Navy investigation says fire that destroyed US warship was caused by a chain of errors and was ‘clearly preventable’
MC3 Christina Ross/US Navy

Navy investigation says fire that destroyed US warship was caused by a chain of errors and was ‘clearly preventable’

A fire that destroyed a US warship last year was “clearly preventable” and was the result of a series of systematic failures, according to a Navy investigation.

The cascade of errors and breakdowns involved 36 Navy personnel, the investigation found, including the commander of USS Bonhomme Richard and five admirals, who failed to maintain the ship, ensure adequate training, provide shore support, or carry out proper oversight.

The ship had been docked at Naval Base San Diego for maintenance when the fire broke out on July 12, 2020. It burned for more than four days and resulted in the Navy scrapping the amphibious assault ship.

Though one sailor from the Bonhomme Richard has been charged with starting the fire, the responsibility for its spread and the destruction of the ship is “shared across various Commanders, Commanding Offices, and subordinate personnel,” the report concluded, both by “errors of omission” and “acts of commission.”

The commander of US Pacific Fleet, Admiral Samuel Paparo, will decide whether anyone will be relieved of command or whether they will face any other disciplinary or administrative actions, the Navy said.

“No disciplinary or administrative options have been taken off the table,” said Vice Chairman of Naval Operations Admiral Bill Lescher on a conference call with reporters after the release of the investigation findings.
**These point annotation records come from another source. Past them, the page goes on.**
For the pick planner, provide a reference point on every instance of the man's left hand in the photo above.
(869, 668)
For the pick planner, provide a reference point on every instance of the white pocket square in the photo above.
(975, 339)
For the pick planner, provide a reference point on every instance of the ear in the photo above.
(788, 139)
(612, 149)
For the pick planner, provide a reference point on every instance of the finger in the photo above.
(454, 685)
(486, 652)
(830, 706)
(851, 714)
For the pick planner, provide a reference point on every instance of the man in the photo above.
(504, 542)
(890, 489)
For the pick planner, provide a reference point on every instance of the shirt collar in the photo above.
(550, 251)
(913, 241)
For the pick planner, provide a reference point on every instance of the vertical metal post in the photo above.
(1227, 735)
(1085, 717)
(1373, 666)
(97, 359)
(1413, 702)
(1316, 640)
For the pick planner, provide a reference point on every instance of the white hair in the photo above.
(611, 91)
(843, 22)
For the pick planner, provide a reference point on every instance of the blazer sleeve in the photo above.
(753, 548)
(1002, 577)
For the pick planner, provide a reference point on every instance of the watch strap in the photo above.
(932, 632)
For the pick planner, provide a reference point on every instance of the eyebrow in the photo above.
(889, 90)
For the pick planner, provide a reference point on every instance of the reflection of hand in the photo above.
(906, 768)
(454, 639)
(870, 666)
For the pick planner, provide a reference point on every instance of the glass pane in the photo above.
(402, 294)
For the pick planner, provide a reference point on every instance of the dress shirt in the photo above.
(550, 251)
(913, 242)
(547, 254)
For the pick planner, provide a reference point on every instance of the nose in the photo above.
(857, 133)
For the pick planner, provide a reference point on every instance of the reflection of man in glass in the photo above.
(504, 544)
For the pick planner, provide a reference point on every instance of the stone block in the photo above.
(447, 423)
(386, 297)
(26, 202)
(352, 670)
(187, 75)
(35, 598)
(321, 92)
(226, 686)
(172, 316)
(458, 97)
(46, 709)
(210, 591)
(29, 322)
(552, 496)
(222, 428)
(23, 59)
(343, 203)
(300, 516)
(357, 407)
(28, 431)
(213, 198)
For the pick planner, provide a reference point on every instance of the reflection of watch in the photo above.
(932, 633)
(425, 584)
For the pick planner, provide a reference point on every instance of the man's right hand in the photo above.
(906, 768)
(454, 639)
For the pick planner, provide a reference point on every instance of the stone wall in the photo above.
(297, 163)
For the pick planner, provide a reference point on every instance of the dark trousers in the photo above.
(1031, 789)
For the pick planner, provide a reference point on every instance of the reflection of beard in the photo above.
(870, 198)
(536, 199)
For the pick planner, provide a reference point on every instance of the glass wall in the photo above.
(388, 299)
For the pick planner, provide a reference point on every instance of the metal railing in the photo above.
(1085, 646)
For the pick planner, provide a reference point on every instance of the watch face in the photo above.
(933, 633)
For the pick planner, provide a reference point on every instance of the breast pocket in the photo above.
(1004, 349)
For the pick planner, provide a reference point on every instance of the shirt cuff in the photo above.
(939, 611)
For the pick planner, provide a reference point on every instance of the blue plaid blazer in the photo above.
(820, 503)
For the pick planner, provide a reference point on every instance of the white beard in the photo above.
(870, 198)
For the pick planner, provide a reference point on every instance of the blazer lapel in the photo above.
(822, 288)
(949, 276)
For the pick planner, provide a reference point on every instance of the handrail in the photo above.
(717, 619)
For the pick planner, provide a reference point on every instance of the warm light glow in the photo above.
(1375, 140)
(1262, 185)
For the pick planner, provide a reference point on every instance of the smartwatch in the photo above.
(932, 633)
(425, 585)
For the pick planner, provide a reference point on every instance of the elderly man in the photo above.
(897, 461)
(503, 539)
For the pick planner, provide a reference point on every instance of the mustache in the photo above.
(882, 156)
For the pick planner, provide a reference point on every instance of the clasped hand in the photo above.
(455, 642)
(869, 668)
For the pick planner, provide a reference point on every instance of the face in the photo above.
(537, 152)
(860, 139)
The process of determining disciplinary or administrative actions, called a Consolidated Disposition Authority, has already begun.

Captain Gregory Thoroman, commanding officer of the Bonhomme Richard, “created an environment of poor training, maintenance, and operational standards that led directly to the loss of the ship,” the investigation found. Captain Michael Ray, the second-in-command, was also responsible, according to investigators, because he was in charge of maintaining the crew’s readiness and the ship’s survivability, while also being in charge of oversight for shipboard drills and exercises.

The fire spread unabated through much of the ship, fueled by combustible materials recently brought on board, and ultimately melted the aluminum structure of the vessel when temperatures climbed above 1,200 degrees.

Ship was ‘significantly degraded’ before fire

Even before the fire, the condition on the ship was “significantly degraded,” including firefighting equipment, heat detection capability, and communications equipment, allowing the flames to spread more quickly. Meanwhile, the ship’s crew had failed firefighting drills, including a repeated inability to apply firefighting chemicals during drills on 14 straight occasions leading up to the fire.

On the day of the fire, at least 10 minutes passed from the first detection of smoke to it being reported to the Officer on Duty, the report found. A duty section member who saw a “hazy, white fog” did not smell smoke and did not immediately report it up the chain of command. During the critical first few minutes, the fire began spreading in a room that also contained fueled work vehicles, space heaters, propane and other items.

Two teams tried to find the nearest usable fire hose, but the closest shipboard fire stations had cut or missing hoses that were not fixed in routine maintenance checks. Nearly an hour after the fire started, one team from Naval Base San Diego was able to start spreading fire suppressant chemicals on the flames. But the team backed away from the fire after a few minutes when one team member received a “low air” alarm on his breathing apparatus. No relief team replaced them.

As other fire crews began arriving at the pier, firefighters encountered another problem. San Diego Fire Department did not have radios compatible with the base’s federal fire department. During the first three hours after the fire, the commanding officer of the Bonhomme Richard and other senior officers did not attempt to integrate civilian firefighters with the ship’s crews.

The Bonhomme Richard did have “extensive” shipboard firefighting systems, including a fire main and fire suppressant foam, but the equipment was not used because it was either degraded, poorly maintained or the crews didn’t know how to operate it.

Although the commanding officer, executive officer, command master chief, chief engineer, and damage control assistant were all on the scene shortly after the fire started, the investigation found that no one established command and control of the situation.

The preliminary hearing for the sailor charged with starting the fire, who has not been identified, is scheduled for November 17.